I do not believe that Vice President Biden having policies—as the presumptive Democratic nominee for president of the United States—is something to celebrate or admire…
Next, Yglesias calls Vice President Biden’s climate change agenda “the most ambitious environmental agenda of all time.” Yet any other major Democratic nominee in the 2020 race would have had a more ambitious agenda, and, at this point in time, any Democrat running would have “the most ambitious environmental agenda of all time” because climate change is one of the most important issues to Democratic voters. With that said, Vice President Biden does not support the Green New Deal; and, again, a President Biden would likely compromise and agree to a lesser version of the limited agenda that he is currently proposing.
Yglesias’ piece does perform the explanatory function of Vice President Biden’s policies that it sets out to, but it also implicitly intends to present his agenda as “progressive.” In doing so, Yglesias celebrates the notion that the Biden campaign has plans at all. I do not believe that Vice President Biden having policies—as the presumptive Democratic nominee for president of the United States—is something to celebrate or admire; it is self-evident that he would have policies and ideas. Any serious presidential candidate is, at the very least, expected to have plans. The issue is that Vice President Biden’s plan simply are not very substantive. They are minor reforms within the neoliberal framework, coupled with a few nominal concessions to the Left.
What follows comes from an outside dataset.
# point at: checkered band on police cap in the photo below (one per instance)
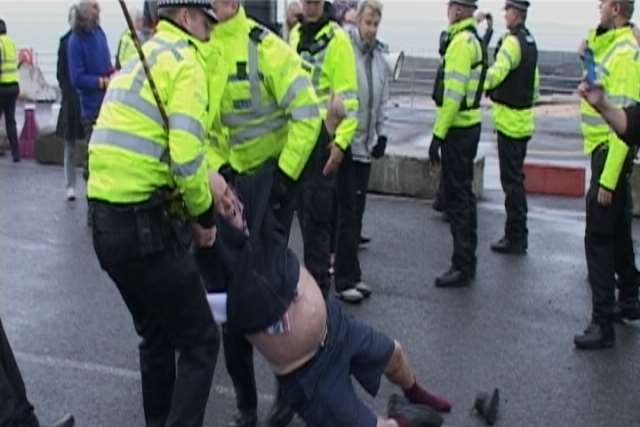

The Left needs a candidate who really believes in its preferred policies and is not just giving lip service in an attempt to gain its votes. Then-candidate Barack Obama portrayed himself in a similar way, with his rhetoric of ending American involvement in the Middle East (he, instead, perpetuated and augmented the wars there) and promising to establish reasonable healthcare for Americans (he, instead, opted for the Affordable Care Act, some of whose provisions originated from a conservative think tank, the Heritage Foundation). Vice President Biden’s voting record in the Senate simply does not gel with his current rhetoric and stated policies. He voted for the Iraq war (a subject notably omitted entirely from Yglesias’ piece), and, according to the BBC: “as a senator in 1981, he voted to support an amendment that would have allowed states to overturn the landmark Supreme Court ruling guaranteeing the US right to abortion.” Not only are Vice President Biden’s policies nominal and not enough for the structural reform needed in the United States, he cannot even be trusted to uphold or authentically believe in even marginally Democratic positions.